摘要:匹兹堡大学和威斯康星大学麦迪逊分校的研究人员发现,随着时间的推移,微小的基因突变的积累,可以建立起一种进化”快车道“,从而导致新的特征快速发展。 该研究发表于《 美国国家科学院院刊 》( PNAS ),文章指出,DNA中的某些片段,如增强子(决定基因转录的时间、地点和表达量)中微小的变化可激活休眠的遗传缺陷。 这些变化可以”唤醒“一些特定基因,让这些基因开始表现出低水平的活性,或者我们可以把这种情况称为“泄漏”。仅仅几个突变就可以使一个旧的基因表现出完全不同的新特性和新功能。
文章的作者之一Mark Rebeiz [Ra-BAYS],是皮特艺术与科学学院的生物学教授,他和他的同事对一种果蝇中的某一个未知的基因如何在特定视觉神经元中定位自身做了追踪。 他们发现,该果蝇物种祖先的转录增强子微小的变化可以使得这种基因在这些神经元中首次“扎根”,此后的突变将会成为果蝇脑细胞永久性的特征。
Rebeiz和他的合作者在文章中首次解释了到底是什么让这些基因从一开始就“误入歧途”,他们将异常的DNA确定为罪魁祸首。
Rebeiz说:“我们的工作表明,即使是很微小的转录增强子的突变,也可以导致基因的部分活性缺失,由此可以发展出一些新的特性。”
生物探索推荐英文原文:
Leaky genes put evolution on the fast track, Pitt and UW-Madison researchers find
Small genetic mutations that add up over time could create an evolutionary express lane that leads to the rapid development of new traits, researchers from the University of Pittsburgh and the University of Wisconsin at Madison have found. The team reports in theProceedings of the National Academy of Sciences (PNAS) that slight changes in segments of DNA known as transcriptional enhancers—which determine the when, where, and how much in gene production—can activate dormant genetic imperfections. These alterations awaken specific genes to low-level activity, or "leakiness," in developing tissue different from the genes' typical location. Just a few subsequent mutations build on that stirring to result in a new function for an old gene—and possibly a novel trait.

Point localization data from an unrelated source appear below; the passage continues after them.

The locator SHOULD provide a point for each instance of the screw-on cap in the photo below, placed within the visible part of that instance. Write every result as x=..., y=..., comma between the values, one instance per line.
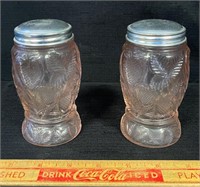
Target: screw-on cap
x=156, y=32
x=43, y=32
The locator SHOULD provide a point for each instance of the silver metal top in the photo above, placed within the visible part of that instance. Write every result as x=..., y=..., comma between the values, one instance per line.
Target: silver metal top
x=156, y=32
x=43, y=32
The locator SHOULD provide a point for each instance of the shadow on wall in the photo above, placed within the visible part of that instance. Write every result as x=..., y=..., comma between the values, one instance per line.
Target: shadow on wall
x=96, y=101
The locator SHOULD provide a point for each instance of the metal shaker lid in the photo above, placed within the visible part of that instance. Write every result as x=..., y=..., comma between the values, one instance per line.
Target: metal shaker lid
x=156, y=32
x=43, y=32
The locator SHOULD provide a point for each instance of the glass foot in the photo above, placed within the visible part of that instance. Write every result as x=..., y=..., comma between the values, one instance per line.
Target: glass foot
x=54, y=134
x=151, y=134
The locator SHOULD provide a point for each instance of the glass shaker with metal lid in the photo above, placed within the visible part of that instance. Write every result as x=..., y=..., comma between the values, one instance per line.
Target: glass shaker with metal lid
x=154, y=73
x=46, y=70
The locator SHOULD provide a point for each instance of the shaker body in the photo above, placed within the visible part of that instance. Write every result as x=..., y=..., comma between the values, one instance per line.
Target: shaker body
x=153, y=81
x=47, y=80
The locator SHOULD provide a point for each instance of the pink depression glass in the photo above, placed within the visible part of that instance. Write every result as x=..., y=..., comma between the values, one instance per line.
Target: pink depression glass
x=47, y=71
x=154, y=73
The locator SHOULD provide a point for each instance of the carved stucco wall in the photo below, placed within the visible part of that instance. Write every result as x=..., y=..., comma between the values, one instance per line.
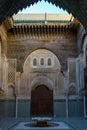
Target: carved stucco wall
x=48, y=75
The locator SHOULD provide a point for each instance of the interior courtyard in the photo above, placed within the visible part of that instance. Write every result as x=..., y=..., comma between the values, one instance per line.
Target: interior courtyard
x=43, y=64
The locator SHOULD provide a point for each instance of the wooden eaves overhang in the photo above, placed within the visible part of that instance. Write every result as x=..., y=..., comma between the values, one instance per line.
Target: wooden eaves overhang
x=76, y=7
x=42, y=28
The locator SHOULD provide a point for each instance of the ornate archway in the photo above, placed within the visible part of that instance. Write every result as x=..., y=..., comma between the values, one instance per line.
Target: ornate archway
x=42, y=101
x=77, y=8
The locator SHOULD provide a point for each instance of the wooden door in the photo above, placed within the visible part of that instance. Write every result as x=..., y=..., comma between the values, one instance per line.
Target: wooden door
x=42, y=101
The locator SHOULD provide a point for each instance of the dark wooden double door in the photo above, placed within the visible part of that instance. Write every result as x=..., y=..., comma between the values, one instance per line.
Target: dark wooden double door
x=41, y=101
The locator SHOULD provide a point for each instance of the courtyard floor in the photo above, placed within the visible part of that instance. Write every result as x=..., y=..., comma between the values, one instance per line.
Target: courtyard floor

Pictured:The original enhancer DNA (left) mutates to contain an additional protein-binding site (center), which causes low-level gene activity in a new location, illustrated by the light blue spine. Subsequent mutations (right) build on that activity to produce a novel characteristic, or the dark blue spine.

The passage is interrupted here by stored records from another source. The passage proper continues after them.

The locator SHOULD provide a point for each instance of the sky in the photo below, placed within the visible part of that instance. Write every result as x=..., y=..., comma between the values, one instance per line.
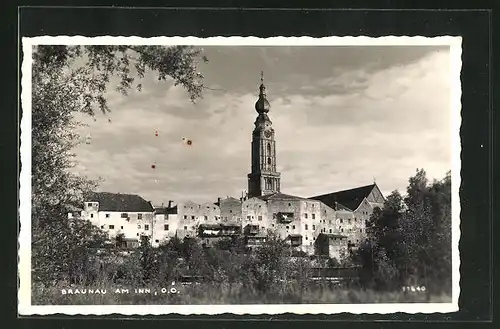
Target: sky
x=344, y=117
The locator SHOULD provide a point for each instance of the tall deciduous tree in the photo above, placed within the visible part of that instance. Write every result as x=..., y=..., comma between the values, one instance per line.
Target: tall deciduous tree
x=67, y=80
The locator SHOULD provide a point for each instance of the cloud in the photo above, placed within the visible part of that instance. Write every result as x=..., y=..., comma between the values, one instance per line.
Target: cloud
x=333, y=131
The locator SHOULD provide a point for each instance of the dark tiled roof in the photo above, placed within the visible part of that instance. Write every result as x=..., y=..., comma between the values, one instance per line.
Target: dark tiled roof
x=119, y=202
x=217, y=226
x=280, y=196
x=350, y=199
x=166, y=210
x=331, y=235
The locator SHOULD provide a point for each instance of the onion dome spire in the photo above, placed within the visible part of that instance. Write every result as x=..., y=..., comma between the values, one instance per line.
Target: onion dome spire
x=262, y=106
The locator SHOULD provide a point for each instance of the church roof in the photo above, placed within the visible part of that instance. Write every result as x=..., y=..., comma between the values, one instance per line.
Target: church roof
x=350, y=199
x=119, y=202
x=280, y=196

Coauthor Mark Rebeiz [Ra-BAYS], a professor of biological sciences in Pitt's School of Arts and Sciences, and his colleagues traced how a certain unwitting gene found itself in the unique optical neurons of a species of fruit fly. They found that tiny alterations in the transcriptional enhancers of the species' ancestor caused the gene to take root in these neurons for the first time. A couple of mutations later and the gene became a permanent fixture in the fly's brain cells. Rebeiz worked with coauthors Sean Carroll, professor of molecular biology and genetics at the UW-Madison; Nick Jikomes, an undergraduate researcher in Carroll's laboratory; and Victoria Kassner, a research associate in Carroll's lab.
This is Mark Rebeiz of University of Pittsburgh.
The Pitt-UW Madison work expands on research during the past 30 years demonstrating that new genes made from scratch are rare in animals, Rebeiz said. Instead, the diversity of living things is thought to stem from existing genes showing up in new locations. In a famous example of the lack of originality in animal genes, researchers at the University of Basel in Switzerland reported in Science in 1995 that a gene known as PAX6, a "master control" gene for the formation of eyes and other features in flies, mice, and humans, could cause the growth of additional eyes on the legs and antennae of fruit flies.
With their report in PNAS, Rebeiz and his coauthors offer the first explanation of what makes these genes go astray in the first place—and they identified the deviant DNA as the culprit.
The researchers found that the gene Neprilysin-1 present in the optical neurons of the fruit fly species Drosophilia santomea emerged in that location about 400,000 years ago—a blip in evolutionary terms—in the last common ancestor the fly shared with its relative D. yakuba. The mutation began with a transcriptional enhancer for the gene, which caused Neprilysin-1 to show up in different neurons than usual.
From there, Rebeiz said, the development of D. santomea's distinguishing neurons plays out with the clarity of a film as four mutations in subsequent generations intensify the errant enhancer's impact until Neprilysin-1's presence in optical neurons become an exclusive feature of D. santomea. On the other hand, ensuing genetic alterations in D. yakuba actually extinguished this new expression and restored that fly's Neprilysin-1 to its original location.
"It has been long appreciated that nature doesn't make anything from scratch, but the mystery has remained of how genes that have been performing the same job for hundreds of millions of years are suddenly expressed in new places," Rebeiz said. "Our work shows that even slight mutations in a transcriptional enhancer can cause leaky gene activity, which can initiate a short route to the development of new traits."